High Speed DNA (Deoxyribonucleic Acid) Sequencing for Environmental Sample Biological Threat Detection, Identification, and Support for Attribution
DHS (S&T) SBIR FY-08.2 - H-SB08.2-003
Department of Homeland Security
Opens: May 1, 2008 - Closes: June 17, 2008 4:30pm EST

8.3 SBIR TOPIC NUMBER: H-SB08.2-003

TITLE: High Speed DNA (Deoxyribonucleic Acid) Sequencing for Environmental Sample Biological Threat Detection, Identification, and Support for Attribution

TECHNOLOGY AREAS: DNA Sample Preparation, Sequencing and Bioinformatics

OBJECTIVE: Research and develop a prototype instrument that performs high speed DNA and RNA sample preparation, DNA sequencing, DNA sequence data generation and data analysis to detect and identify, at the strain level, biological threat agents in less than four hours from collected sample to warning signal.

DESCRIPTION: Complex samples from the environment need to be analyzed for biological threat agents in backgrounds of near neighbor strains, other endogenous species, mammalian cells and a variety chemical and biological clutter. One method identified as a possible solution to this issue is robust sample preparation followed by high-speed DNA sequencing.
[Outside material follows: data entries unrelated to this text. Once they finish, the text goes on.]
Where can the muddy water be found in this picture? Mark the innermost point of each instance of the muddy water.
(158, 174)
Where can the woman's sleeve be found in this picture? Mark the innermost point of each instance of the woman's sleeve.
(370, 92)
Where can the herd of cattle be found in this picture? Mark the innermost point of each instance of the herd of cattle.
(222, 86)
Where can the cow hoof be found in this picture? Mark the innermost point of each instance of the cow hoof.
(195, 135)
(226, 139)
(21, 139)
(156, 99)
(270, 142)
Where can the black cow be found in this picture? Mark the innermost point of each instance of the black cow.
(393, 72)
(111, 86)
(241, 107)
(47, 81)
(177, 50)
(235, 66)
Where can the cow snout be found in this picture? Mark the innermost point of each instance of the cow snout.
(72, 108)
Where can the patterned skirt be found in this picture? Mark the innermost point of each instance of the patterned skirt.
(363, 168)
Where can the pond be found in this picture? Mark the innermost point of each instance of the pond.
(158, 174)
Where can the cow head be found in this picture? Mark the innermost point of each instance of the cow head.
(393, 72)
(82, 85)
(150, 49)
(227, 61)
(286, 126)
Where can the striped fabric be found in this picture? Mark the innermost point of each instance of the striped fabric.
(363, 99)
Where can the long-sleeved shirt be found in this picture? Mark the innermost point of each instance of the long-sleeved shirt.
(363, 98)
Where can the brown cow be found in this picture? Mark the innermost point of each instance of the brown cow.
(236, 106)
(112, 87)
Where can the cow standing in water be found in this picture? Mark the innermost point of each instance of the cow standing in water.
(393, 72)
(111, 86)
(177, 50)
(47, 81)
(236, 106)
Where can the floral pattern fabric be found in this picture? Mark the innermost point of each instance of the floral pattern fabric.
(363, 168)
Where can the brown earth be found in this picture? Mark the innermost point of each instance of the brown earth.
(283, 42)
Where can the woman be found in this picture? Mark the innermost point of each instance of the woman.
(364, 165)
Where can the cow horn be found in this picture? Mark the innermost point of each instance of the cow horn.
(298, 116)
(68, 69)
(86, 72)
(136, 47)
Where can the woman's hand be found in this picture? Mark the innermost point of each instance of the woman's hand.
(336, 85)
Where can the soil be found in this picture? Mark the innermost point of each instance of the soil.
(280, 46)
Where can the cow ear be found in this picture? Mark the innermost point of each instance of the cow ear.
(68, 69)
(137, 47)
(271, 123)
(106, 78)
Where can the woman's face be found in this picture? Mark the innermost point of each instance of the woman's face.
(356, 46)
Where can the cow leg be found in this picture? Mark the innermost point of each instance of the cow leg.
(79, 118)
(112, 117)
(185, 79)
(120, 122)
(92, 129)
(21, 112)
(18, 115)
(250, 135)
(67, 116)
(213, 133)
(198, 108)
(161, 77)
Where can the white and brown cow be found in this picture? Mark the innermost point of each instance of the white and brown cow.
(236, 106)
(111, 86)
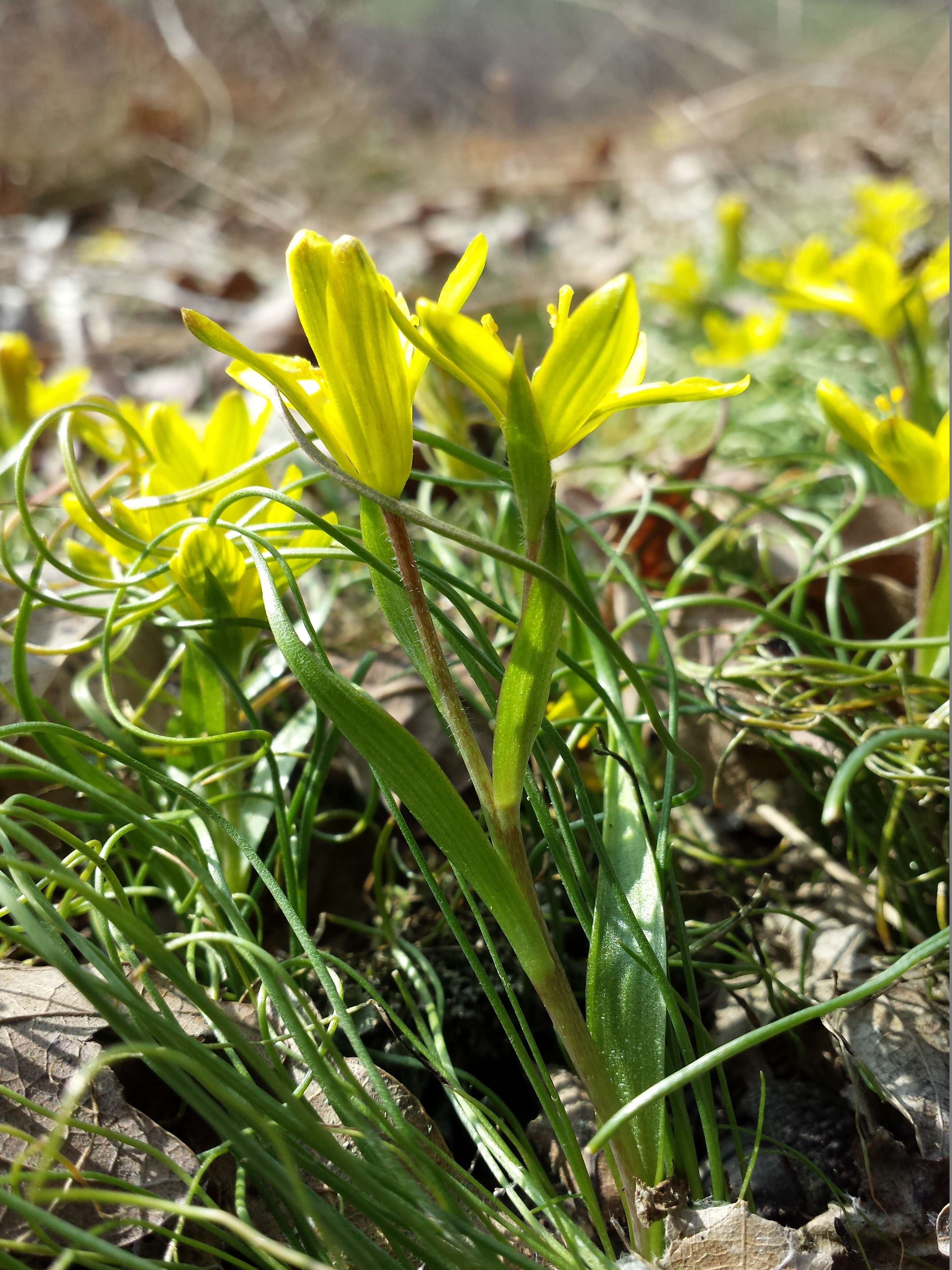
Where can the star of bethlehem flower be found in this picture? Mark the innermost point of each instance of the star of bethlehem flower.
(916, 460)
(734, 342)
(359, 398)
(174, 460)
(25, 393)
(887, 213)
(594, 366)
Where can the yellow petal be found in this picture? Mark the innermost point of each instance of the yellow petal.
(232, 437)
(913, 460)
(845, 417)
(888, 211)
(589, 355)
(466, 274)
(468, 346)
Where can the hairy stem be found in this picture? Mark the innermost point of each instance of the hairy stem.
(554, 988)
(447, 698)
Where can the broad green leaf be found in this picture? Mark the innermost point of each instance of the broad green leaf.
(471, 350)
(846, 417)
(177, 446)
(206, 549)
(414, 777)
(625, 1008)
(393, 599)
(591, 352)
(466, 274)
(935, 661)
(232, 437)
(289, 743)
(529, 675)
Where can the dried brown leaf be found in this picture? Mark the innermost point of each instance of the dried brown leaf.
(47, 1037)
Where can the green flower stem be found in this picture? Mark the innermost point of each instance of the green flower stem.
(715, 1057)
(235, 868)
(553, 987)
(925, 580)
(447, 698)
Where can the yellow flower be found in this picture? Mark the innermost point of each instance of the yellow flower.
(359, 398)
(888, 213)
(934, 276)
(25, 394)
(866, 284)
(594, 366)
(685, 287)
(178, 463)
(732, 343)
(916, 461)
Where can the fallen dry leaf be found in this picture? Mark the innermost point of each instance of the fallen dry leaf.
(49, 1036)
(900, 1038)
(730, 1237)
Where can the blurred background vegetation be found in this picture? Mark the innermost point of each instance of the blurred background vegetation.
(150, 149)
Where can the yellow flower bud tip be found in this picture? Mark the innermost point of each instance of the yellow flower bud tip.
(846, 418)
(565, 303)
(732, 211)
(589, 355)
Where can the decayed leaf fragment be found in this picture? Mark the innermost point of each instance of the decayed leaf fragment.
(47, 1037)
(900, 1038)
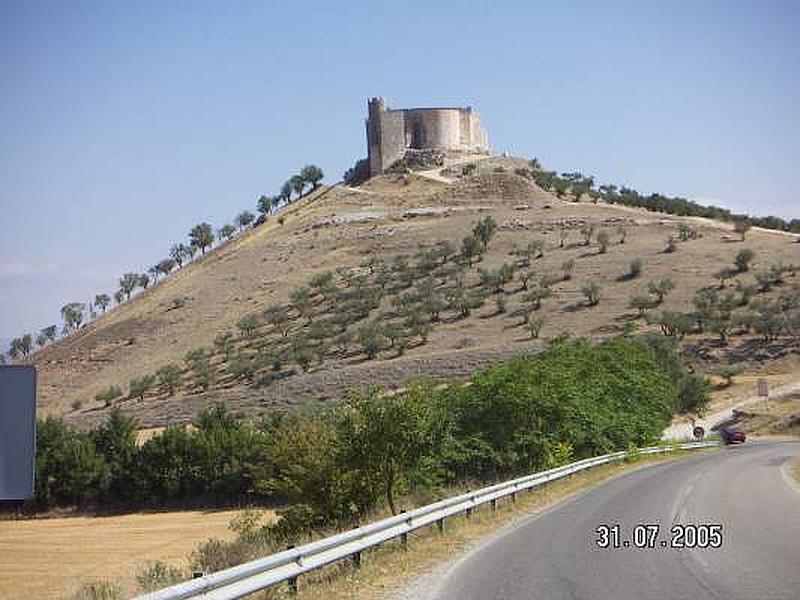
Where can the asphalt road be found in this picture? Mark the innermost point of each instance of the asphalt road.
(554, 555)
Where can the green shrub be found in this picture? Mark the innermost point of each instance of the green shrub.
(139, 386)
(99, 590)
(156, 575)
(109, 395)
(592, 293)
(535, 326)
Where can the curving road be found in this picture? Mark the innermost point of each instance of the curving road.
(746, 489)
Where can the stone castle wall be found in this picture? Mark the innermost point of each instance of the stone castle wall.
(391, 132)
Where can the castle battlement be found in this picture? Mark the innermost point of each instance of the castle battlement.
(390, 132)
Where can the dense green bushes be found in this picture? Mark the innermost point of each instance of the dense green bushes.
(333, 466)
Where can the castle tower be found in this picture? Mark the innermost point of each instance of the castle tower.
(390, 132)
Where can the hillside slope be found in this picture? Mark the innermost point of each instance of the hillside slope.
(340, 228)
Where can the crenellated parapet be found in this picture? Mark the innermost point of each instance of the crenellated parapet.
(390, 132)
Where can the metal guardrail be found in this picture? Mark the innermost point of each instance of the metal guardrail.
(286, 566)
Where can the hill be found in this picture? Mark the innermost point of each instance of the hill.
(383, 248)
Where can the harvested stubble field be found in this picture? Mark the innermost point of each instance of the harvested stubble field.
(51, 557)
(339, 227)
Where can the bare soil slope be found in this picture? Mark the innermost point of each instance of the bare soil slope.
(341, 227)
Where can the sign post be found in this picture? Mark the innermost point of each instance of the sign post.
(763, 390)
(17, 431)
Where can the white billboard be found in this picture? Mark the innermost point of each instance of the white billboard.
(17, 431)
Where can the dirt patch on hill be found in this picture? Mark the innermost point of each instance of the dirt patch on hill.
(52, 557)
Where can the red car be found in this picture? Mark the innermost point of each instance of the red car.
(731, 435)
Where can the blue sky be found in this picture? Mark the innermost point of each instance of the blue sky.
(123, 124)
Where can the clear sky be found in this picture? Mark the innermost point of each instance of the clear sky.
(122, 124)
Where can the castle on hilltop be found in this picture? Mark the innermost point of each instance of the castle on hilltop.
(391, 132)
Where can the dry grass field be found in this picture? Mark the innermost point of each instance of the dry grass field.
(51, 557)
(390, 215)
(775, 417)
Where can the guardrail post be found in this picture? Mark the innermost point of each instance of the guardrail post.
(404, 535)
(292, 581)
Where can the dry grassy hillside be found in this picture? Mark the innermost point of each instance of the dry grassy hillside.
(358, 229)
However, current commercial platforms take between twenty and sixty hours to generate sequencing data and are not designed for the analysis of environmental samples of the type stated above. Speeding up the process at all stages will be required. No assumption of technique beyond DNA Sequencing is made by this call for proposals.

Sample Preparation - Current sample preparation and library building for high throughput DNA sequencing is long (greater than four hours). This is particularly true when analyzing environmental samples where many different types of biological threat agents may be presents e.g., bacteria and RNA viruses. As a result, research and development to produce an automated sample preparation and library building front end for high throughput sequencing would dramatically speed up the process of obtaining treat agent data. If library building is not required by the sequencing technique proposed to satisfy the next section of this call for proposals, it can be left out.

Develop an automated instrument for the extraction and preparation of sequencing quality DNA and RNA from complex samples derived from a filter sample (e.g., a dry filter unit). Assume that the sample contains the components of floor sweepings as a guide to defining relevant background contaminants.

DNA Sequencing - Current technology requires approximately three, eight hour shifts to complete one run of DNA sequencing, this includes: Sample preparation and library building (approximately four hours), amplification of genomic fragments (on the order of eight hours), sequencing data collection (on the order of eight hours). These runs produce millions of bases of finished product with relatively poor quality.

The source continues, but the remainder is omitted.